Way back when in what feels like another life, I was a much more wound up and stressed out guy. In addition to this, I was generally angry at everything and everyone… Truly though, I was angry at myself. I’ve always been an avid gym goer, but I began to realize that wasn’t enough to blow off all my steam. I needed something relaxing and active at the same time. I can’t even remember what gave me the idea, but I began going for walks after work on trails in the suburbs. Not only was I wiped by the time I was done, especially after 5am gym sessions and a full day of work, but I began to the long and incredibly slow path to understand what living in the moment can be like. Combining an enjoyment of exercise and the outdoors, this became a routine. I’d get a good pace going, but eventually I’d find a spot and stop. I’d stop, listen, look around and take everything in.
It didn’t take long for weekend hikes to be added to the post work walks. I recall at one point deciding to see how many trails I could walk within the Greater Toronto Area. Every weekend I would hit up a new trail, sometimes two. I only realized it now as I type this, but it was one of the few times I actually set a goal for myself in my twenties. Not long after this, it was suggested I open up an Instagram so I could have a social media presence for my music. This is when I began taking pics with my phone of my little hikes. I had no idea what it would lead to.

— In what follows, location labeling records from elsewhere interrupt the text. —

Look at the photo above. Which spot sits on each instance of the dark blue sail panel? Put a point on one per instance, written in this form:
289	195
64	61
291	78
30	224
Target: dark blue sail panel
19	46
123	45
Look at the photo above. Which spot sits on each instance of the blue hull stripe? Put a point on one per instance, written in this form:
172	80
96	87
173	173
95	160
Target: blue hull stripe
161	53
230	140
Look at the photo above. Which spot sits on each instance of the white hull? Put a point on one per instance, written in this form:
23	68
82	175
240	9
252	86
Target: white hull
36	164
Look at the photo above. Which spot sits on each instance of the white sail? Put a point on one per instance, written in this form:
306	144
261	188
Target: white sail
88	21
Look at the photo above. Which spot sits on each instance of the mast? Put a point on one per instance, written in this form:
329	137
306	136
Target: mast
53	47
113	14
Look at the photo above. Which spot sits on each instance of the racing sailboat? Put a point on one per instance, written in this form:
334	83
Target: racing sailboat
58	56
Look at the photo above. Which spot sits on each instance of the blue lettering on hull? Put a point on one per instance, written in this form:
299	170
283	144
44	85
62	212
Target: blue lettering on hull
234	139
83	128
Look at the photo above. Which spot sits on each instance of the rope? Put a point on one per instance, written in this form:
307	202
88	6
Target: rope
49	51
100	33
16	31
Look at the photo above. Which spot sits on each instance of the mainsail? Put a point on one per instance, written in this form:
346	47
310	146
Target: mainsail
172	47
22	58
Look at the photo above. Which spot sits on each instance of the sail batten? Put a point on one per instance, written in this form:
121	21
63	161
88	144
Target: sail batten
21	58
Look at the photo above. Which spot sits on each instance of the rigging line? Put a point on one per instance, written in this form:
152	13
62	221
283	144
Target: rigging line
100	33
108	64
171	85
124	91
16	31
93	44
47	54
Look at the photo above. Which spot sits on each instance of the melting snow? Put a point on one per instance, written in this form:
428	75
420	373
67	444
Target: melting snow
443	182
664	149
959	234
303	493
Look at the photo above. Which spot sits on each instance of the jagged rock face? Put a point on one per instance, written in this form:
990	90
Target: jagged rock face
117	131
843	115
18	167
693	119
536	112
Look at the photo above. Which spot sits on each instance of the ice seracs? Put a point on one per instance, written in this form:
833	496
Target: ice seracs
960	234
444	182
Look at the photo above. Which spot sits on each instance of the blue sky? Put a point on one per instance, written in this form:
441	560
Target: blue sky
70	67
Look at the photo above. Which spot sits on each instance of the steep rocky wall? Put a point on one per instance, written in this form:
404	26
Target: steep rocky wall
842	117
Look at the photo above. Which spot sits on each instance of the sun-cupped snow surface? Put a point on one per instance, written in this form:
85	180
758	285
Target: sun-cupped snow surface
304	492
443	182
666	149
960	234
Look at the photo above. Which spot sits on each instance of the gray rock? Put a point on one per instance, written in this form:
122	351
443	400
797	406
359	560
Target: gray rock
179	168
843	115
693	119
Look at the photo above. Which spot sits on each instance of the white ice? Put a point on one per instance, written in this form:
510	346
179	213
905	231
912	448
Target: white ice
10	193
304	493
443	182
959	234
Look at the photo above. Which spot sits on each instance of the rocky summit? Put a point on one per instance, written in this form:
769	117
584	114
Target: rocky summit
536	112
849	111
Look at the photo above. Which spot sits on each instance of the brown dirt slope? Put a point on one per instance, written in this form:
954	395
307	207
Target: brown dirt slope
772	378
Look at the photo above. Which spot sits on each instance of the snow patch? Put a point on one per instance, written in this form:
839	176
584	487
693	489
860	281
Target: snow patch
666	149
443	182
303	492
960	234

The combination of cell phone photography and nature slowly became something I got quite excited over. Heading out to new places for new pictures on my Instagram. It was simple, but life changing. Over the years as the phones improved, so did their cameras and so did I. Instagram filters made way for apps such as Snapseed (which I still love and edit all phone pics with), and my eyes began to notice more details in the world.
I can confidently say without those little trail walks, none of this would have happened. Even to this day, being in nature with or without my camera is one of the happiest places I can be. The feeling of isolation and being alone with my thoughts, but surrounded by the natural earth, without the sounds of human civilization puts me in a mental place I find more soothing than anything else. Yet even when I have my camera with me, it is in nature where I feel I truly thrive. I can highly recommend to many people who feel stressed and overwhelmed to take a walk in nature. Not only will you keep somewhat active, but often a good way to relieve anxiety is not to add stimulation and distraction, but to take it away. It may be a tad intimidating to be alone with your thoughts at first, but over time the ability to separate and process them will become easier.
It is in our human nature, to enjoy earth’s nature. That is where we are supposed to be, not in a cubicle. Our evolution was one with the world. A grasshopper will become a locust if their population density is too high, so maybe cities have a similar effect on us, where we become more stressed and anxious in densely populated areas. This is only a theory, but temporary isolation does come with a strong soothing effect for many of us. So take a walk, feel the air (when it isn’t -18c) and enjoy the sounds and wonders the natural world has to offer. It can change your life, it most certainly did for mine.